A creditor, who receives a part of a debt from a third person, under an arrangement that it shall be in full, is estopped from collecting more. No particular form of words or of their arrangement is necessary, to constitute a valid receipt or release; it is only necessary that it should manifest an evident intention to renounce the claim, or a clear acknowledgment that the party has received the money or other articles to which it refers.

An agreement not to sue has the effect of a discharge; a release of one joint promissor is a release of all; but a covenant not to sue has not this effect, and the party still bound, may pay the debt and call upon his co-promissor for contribution. A release by one of several joint creditors is a discharge of the debt: but, if executed by a partner in consideration of a debt due from him individually, it will not conclude the other partners. A general release of one of several joint debtors is, as we have stated, a release of all: but its operation may be restrained by the express terms of the instrument, so as to limit its effect to one, without discharging the others.

A discharge by act of the law is where one is released from his debts by the effect of the bankrupt law, or by taking a higher security, as a note for an account, (which, however, is not a discharge in all the States,) unless the note is taken as additional or collateral security, in which case the remedy may be pursued upon either or both. A material and fraudulent alteration of an instrument of obligation, as a note or bond, is a discharge of the maker therefrom.

But the loss of an instrument has not this effect, as the debtor is still bound to pay the creditor upon receiving suitable indemnity, unless the loss be of a negotiable security, which has come to the hands of a bona fide holder for value; in which case the debtor is not discharged, but his obligation is simply transferred.

A new agreement, whether of a higher nature or lower, is sometimes a discharge of the old one; as where one by agreement under seal contracts to build a house, and after part performance refuses to go on,-if the other party, instead of seeking his remedy upon the old contract, verbally agree to pay him for his work and materials, or to pay him. a larger price, or that if he will go on and complete performance he will pay him by the day,-it will, to the extent of the change which is made, supersede the old agreement, though that was of a higher nature.

1. SHORT FORM OF RECEIPT OF MONEY. Hartford, May 31, 1869.

$100.

Received of C. D. one hundred dollars.

A. B.

NOTE. If it be in full of all claims, add as follows: "in full of all demands."

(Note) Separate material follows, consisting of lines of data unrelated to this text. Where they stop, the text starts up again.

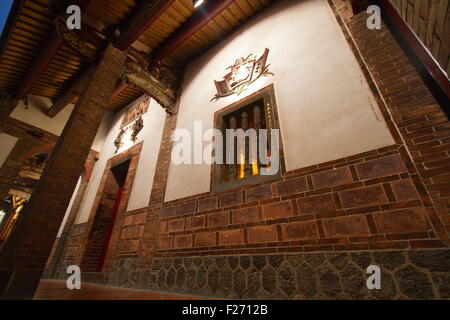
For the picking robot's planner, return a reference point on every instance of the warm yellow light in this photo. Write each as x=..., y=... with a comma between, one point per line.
x=255, y=169
x=198, y=3
x=241, y=173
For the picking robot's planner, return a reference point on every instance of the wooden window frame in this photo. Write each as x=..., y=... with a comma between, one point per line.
x=267, y=94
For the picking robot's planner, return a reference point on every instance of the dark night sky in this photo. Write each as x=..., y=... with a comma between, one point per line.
x=5, y=6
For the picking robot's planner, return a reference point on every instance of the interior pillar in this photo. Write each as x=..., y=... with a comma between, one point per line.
x=24, y=256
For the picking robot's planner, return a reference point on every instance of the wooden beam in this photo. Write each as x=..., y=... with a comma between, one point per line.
x=414, y=43
x=199, y=19
x=120, y=87
x=74, y=90
x=147, y=13
x=42, y=60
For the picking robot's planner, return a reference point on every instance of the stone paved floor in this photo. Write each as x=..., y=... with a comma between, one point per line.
x=57, y=290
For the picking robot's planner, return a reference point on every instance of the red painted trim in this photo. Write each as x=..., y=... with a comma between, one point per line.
x=39, y=65
x=120, y=87
x=417, y=46
x=135, y=31
x=43, y=59
x=199, y=19
x=355, y=5
x=110, y=229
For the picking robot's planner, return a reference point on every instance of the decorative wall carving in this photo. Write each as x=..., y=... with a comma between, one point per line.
x=242, y=73
x=160, y=82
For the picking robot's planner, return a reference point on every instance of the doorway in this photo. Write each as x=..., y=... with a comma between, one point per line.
x=102, y=227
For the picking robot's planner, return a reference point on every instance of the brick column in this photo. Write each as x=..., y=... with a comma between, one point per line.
x=420, y=121
x=23, y=259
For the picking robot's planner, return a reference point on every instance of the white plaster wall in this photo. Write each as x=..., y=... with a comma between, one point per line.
x=69, y=207
x=7, y=143
x=151, y=134
x=34, y=114
x=325, y=107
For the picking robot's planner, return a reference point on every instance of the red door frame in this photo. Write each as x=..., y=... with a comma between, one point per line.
x=110, y=229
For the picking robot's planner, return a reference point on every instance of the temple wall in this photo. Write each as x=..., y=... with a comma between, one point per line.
x=151, y=135
x=361, y=184
x=326, y=108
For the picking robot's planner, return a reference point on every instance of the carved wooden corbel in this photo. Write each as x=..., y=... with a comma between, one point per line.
x=160, y=82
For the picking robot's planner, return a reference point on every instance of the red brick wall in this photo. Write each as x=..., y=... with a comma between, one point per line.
x=383, y=199
x=367, y=201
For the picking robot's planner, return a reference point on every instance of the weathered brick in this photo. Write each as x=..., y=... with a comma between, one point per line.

2. ANOTHER FORM, SPECIFYING APPLICATION TO BE MADE OF

$100.

THE MONEY.

Hartford, May 31, 1869. Received of C. D. one hundred dollars, to be applied on his note for three hundred dollars, dated 5th day of March, 1868, and guaranteed by E. F.

A. B.

3. RECEIPT FOR SPECIFIC ARTICLES.

Hartford, May 31, 1869. Received of C. D. twelve barrels of flour, one hundred bushels of rye, and twelve hundred pounds of plaster, in full performance on his part of his contract to deliver said articles, dated the third day of March last.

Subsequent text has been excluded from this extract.